Doctor Google, I Presume.

My brother is a presidential scholar. I almost typed “amateur presidential scholar.” I’m not sure if he has been paid to academically study the presidents and their legacies. But I do know that we crushed one night at a Pub Trivia thanks to a category called “Presidents and Their Vices… Vice Presidents That Is.” It was a presidential trivia massacre and thankfully I was on the winning side… to the tune of $35 in gift certificates for the next time we drank and played. So if I were under oath I think I would have to answer that verily Steve (and by extension I) profited from his presidential scholarship; I would say that I think by Webster’s definition that makes him a PROFESSIONAL presidential scholar.

That’s all prelude and minutiae to explain why I wasn’t surprised to find a yellowed and brittle newspaper from April 13, 1945.  Sealed in a plastic zip lock bag, it was the front page on the day FDR died and Harry Truman assumed the mantle of the presidency.  Amongst the prose, the four-time president’s final words: “I have a terrific headache.”

I found this appropriate because I have a terrible headache.  It’s not terrific so I assume I’m not verging on the brink of death.  But it is debilitating.  Been lingering for days now, off and on yet mostly on.  And this morning when my alarm radar’d to get me up and out the door for my run, I just couldn’t do it.  It’s not a tumor I assume from my movie going habits.

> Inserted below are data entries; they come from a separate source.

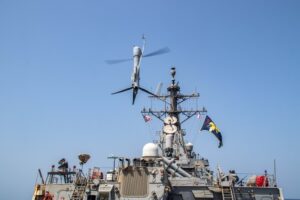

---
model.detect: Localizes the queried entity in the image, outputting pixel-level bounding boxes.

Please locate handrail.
[234,173,276,187]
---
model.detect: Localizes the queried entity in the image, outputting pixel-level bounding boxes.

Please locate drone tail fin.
[132,88,138,105]
[112,86,157,105]
[138,86,157,97]
[111,87,133,95]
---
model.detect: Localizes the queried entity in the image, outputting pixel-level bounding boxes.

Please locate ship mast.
[141,67,207,159]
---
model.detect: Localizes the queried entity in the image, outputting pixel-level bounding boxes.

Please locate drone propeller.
[143,47,170,57]
[105,47,170,65]
[105,58,131,65]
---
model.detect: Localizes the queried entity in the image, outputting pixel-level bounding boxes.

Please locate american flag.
[143,115,152,122]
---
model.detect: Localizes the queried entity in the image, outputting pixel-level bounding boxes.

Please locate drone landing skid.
[112,86,157,105]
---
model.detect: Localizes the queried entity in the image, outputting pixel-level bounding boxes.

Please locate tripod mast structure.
[141,67,207,158]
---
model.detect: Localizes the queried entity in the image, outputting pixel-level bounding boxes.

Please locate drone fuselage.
[131,46,142,88]
[111,43,160,105]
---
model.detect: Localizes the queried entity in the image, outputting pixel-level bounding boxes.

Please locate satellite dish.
[163,124,177,134]
[164,116,177,124]
[78,154,91,165]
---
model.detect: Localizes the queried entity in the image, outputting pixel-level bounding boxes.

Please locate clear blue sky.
[0,0,300,199]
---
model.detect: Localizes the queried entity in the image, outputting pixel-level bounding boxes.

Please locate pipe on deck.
[162,157,192,178]
[164,164,183,177]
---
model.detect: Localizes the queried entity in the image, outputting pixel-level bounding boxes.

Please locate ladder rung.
[71,177,87,200]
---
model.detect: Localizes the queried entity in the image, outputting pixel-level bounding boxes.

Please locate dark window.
[87,195,96,200]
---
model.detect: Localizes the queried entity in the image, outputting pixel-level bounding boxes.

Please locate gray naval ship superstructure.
[32,68,284,200]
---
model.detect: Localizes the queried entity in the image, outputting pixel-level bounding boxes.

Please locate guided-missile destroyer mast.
[32,68,284,200]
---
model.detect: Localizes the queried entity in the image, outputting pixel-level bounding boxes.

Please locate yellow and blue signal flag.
[201,116,223,148]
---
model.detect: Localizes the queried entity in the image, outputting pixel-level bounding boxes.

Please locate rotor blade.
[143,47,170,57]
[105,58,131,65]
[138,86,158,97]
[111,87,133,95]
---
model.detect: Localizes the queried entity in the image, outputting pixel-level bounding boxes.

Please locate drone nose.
[133,46,142,56]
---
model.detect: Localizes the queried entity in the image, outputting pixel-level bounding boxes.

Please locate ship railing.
[46,171,77,184]
[233,172,277,187]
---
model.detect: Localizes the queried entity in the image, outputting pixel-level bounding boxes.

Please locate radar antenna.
[78,154,90,170]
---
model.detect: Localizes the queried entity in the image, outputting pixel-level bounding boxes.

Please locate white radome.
[142,143,159,158]
[185,142,193,151]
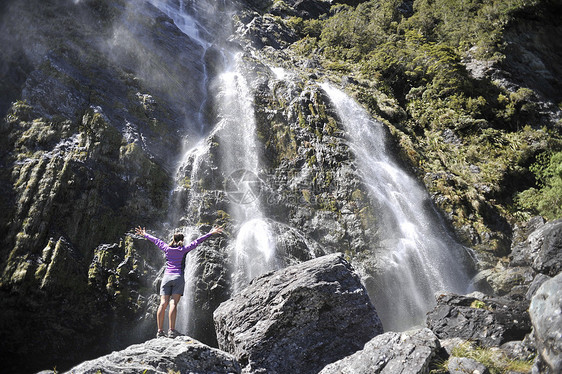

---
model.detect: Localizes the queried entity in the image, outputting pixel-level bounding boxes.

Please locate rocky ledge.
[56,336,240,374]
[54,249,561,374]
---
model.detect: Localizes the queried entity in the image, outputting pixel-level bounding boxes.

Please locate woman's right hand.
[135,226,146,237]
[210,226,223,235]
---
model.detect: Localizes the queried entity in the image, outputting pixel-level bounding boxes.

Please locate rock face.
[63,336,241,374]
[1,0,561,372]
[318,328,440,374]
[474,217,562,299]
[213,253,383,374]
[0,0,209,371]
[529,272,562,373]
[425,292,531,347]
[510,219,562,277]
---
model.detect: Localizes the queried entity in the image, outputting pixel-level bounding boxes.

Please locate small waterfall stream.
[148,0,277,335]
[321,83,474,331]
[147,0,217,335]
[213,56,278,293]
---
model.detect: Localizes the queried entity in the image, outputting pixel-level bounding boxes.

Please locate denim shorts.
[160,273,185,296]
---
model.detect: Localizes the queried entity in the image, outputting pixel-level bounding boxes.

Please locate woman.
[135,225,223,338]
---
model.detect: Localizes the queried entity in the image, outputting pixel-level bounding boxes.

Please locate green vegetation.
[516,150,562,220]
[280,0,562,250]
[431,341,535,374]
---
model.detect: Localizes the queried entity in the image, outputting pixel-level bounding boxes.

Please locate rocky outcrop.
[213,253,383,374]
[474,217,562,299]
[510,218,562,277]
[61,336,241,374]
[318,328,440,374]
[425,292,531,347]
[529,272,562,373]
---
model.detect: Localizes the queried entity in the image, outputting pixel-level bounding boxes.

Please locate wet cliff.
[1,0,561,373]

And while googling “headache tumor” yielded the typically worst-case scenario rabbit hole of symptoms and harbingers of death, by simply adding the word “movie” to the search I was rewarded with this top result:

Still, it hurts like a thousand pins stuck willy nilly into my forehead.  And I’m just so dang exhausted and tired.  I tried sorting through some details of the day, plans for car services and home alarm company meetups because a number of things have gone wrong on the road and at the homestead.  And every action has yielded frustrations and stress that have only exacerbated the pain in my head.

I haven’t gone for a run.  I don’t think I can.  And according to Doctor Google if I’m reading the results right that means I’m probably dying.

I have a truly non-terrific, terrible headache.

And speaking third personly, Kevin just can’t run, Kevin.  Kevin just can’t run.